According to the long ransom note delivered by Scarab-Horsuke Ransomware, you need to send a “personal identifier” to horsia@airmail.cc (or saviours@airmail.cc if the first one does not work) to confirm that you are ready to pay a ransom in Bitcoins. If you confirm this, the creator of the infection should then send you a Bitcoin wallet address and a specific ransom sum to make sure that the payment reaches them. What happens if you do not rename files, do not delete Scarab-Horsuke Ransomware – which you are warned against – and pay the ransom as told? If you do this, cyber criminals get your money, and they can move on to attacking the next victim or planning how they will spend their prey. The last thing they are likely to do is give you a decryptor that would help you recover your data. So, if the ransom is too big to even consider paying, and you do not want to take any risks, you need to focus on removing the malicious infection from your operating system.Scarab-Horsuke Ransomware Removal GuideScarab-Horsuke Ransomware screenshot
Scroll down for full removal instructions

Are your personal files backed up outside of your computer? If they are, there is nothing to worry about. If backups do not exist, you might choose to take the risk of paying a ransom in return for a decryptor. As discussed already, such a tool is unlikely to be produced. All in all, whatever happens to your files, you need to delete Scarab-Horsuke Ransomware, and you can approach this task from several different angles. If you are more experienced, you might be able to remove this infection manually. If that is not the case, employing anti-malware software might be for the better. This is the option our research team stands behind because you want this software not only because it can remove Scarab-Horsuke Ransomware but also because it can enable full-time protection, and protection is required if you do not want to face malware again.

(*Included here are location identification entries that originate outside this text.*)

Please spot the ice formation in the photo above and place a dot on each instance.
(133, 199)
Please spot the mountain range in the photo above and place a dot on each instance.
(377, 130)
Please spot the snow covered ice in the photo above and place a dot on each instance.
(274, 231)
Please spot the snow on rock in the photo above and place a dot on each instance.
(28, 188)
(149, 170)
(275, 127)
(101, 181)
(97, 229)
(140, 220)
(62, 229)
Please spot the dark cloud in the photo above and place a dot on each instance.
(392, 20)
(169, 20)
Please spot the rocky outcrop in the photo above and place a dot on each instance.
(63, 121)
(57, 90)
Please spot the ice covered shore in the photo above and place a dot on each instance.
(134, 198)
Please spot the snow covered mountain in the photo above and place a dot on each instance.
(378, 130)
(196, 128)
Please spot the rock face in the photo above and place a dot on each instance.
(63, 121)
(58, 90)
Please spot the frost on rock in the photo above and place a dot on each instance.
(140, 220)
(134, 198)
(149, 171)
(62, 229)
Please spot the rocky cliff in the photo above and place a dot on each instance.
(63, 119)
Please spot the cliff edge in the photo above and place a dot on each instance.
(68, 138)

Remove Scarab-Horsuke Ransomware

  1. Find and Delete the {launcher’s name}.exe file.
  2. Launch Windows Explorer by tapping Win+E keys.
  3. Enter %USERPROFILE% into the bar at the top.
  4. Delete the {random name}.bmp and HOW TO RECOVER ENCRYPTED FILES.TXT files.
  5. Launch RUN by tapping Win+R keys.
  6. Enter regedit.exe into the dialog box to access Registry Editor.
  7. Navigate to HKEY_CURRENT_USER\Software\.
  8. Delete the {random name} key associated with the malicious .exe file.
  9. Navigate to HKEY_CURRENT_USER\Software\Microsoft\Windows\CurrentVersion\Run.
  10. Delete the {random name} value associated with the ransom note file.

In non-techie terms:

To put it in layman’s terms, Scarab-Horsuke Ransomware corrupts files in a way that only a special decryptor can help recover them. Cyber criminals are the only ones who have this decryptor, and they promise to give it to the victims as soon as they pay the ransom fee. Of course, trusting the promises of cyber criminals is a terrible idea, and victims should not follow demands unless they are okay with the risk of losing money and exposing themselves to cyber criminals via the email. Whether or not files are recovered, removing Scarab-Horsuke Ransomware is crucial, and while some might be able to erase this malware manually, our research team recommends employing trustworthy anti-malware software instead.